И точно. Тут полвагона в подобном антиквариате мчится навстречу полям и просторам. – Брекеты ещё не прицепил? – хихикнула Катька, которой было интересно все на свете по причине взаимной влюблённости. Её приятель оказался вовсе не эмо. Обычный студент Политеха. Который, без преувеличения, просто светился от радости общения с таким неземным существом, как наша Катька.
Вайпер жуть какой остроумный, но если шутят над ним, то его чувство юмора всегда давит на тормоза. – Барахлишко а‑ля семидесятые? – не отставала Катька. – Когда ты ныла и вешалась, с тобой было намного приятнее, – огрызнулся Вайпер. – А вот это уже удар ниже пояса, – спокойно урезонил Вайпера Катькин кавалер, обнимая её нежно за плечи.

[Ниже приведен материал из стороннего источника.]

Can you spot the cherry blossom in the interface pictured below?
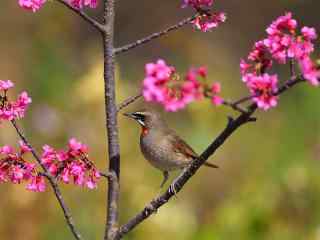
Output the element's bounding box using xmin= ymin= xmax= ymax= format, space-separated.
xmin=0 ymin=142 xmax=46 ymax=192
xmin=41 ymin=138 xmax=100 ymax=189
xmin=143 ymin=59 xmax=207 ymax=112
xmin=19 ymin=0 xmax=46 ymax=12
xmin=0 ymin=80 xmax=32 ymax=121
xmin=68 ymin=0 xmax=98 ymax=9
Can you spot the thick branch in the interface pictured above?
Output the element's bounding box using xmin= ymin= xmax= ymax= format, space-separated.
xmin=11 ymin=120 xmax=82 ymax=240
xmin=115 ymin=16 xmax=196 ymax=54
xmin=102 ymin=0 xmax=120 ymax=240
xmin=57 ymin=0 xmax=105 ymax=32
xmin=115 ymin=76 xmax=305 ymax=240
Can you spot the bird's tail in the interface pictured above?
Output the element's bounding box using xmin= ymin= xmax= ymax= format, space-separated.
xmin=203 ymin=162 xmax=219 ymax=168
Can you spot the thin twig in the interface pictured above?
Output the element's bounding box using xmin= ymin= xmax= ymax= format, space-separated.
xmin=222 ymin=100 xmax=247 ymax=113
xmin=117 ymin=93 xmax=142 ymax=112
xmin=11 ymin=120 xmax=82 ymax=240
xmin=115 ymin=15 xmax=197 ymax=54
xmin=115 ymin=76 xmax=305 ymax=240
xmin=57 ymin=0 xmax=106 ymax=32
xmin=102 ymin=0 xmax=120 ymax=240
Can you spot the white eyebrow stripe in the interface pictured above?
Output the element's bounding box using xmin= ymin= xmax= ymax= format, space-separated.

Теперь я за Катьку спокойна. С таким парнем она не пропадёт. Чувствуется, что у них все серьёзно. А когда и я буду так счастлива? Кирилл явно не из породы чувствительных натур, которые способны на любовь. Впрочем, спасибо хоть на секс он меня не напрягает, как тот урод. Кстати, об уродах. Вряд ли я ошибаюсь – на Вайпере очки моей покойной прабабки.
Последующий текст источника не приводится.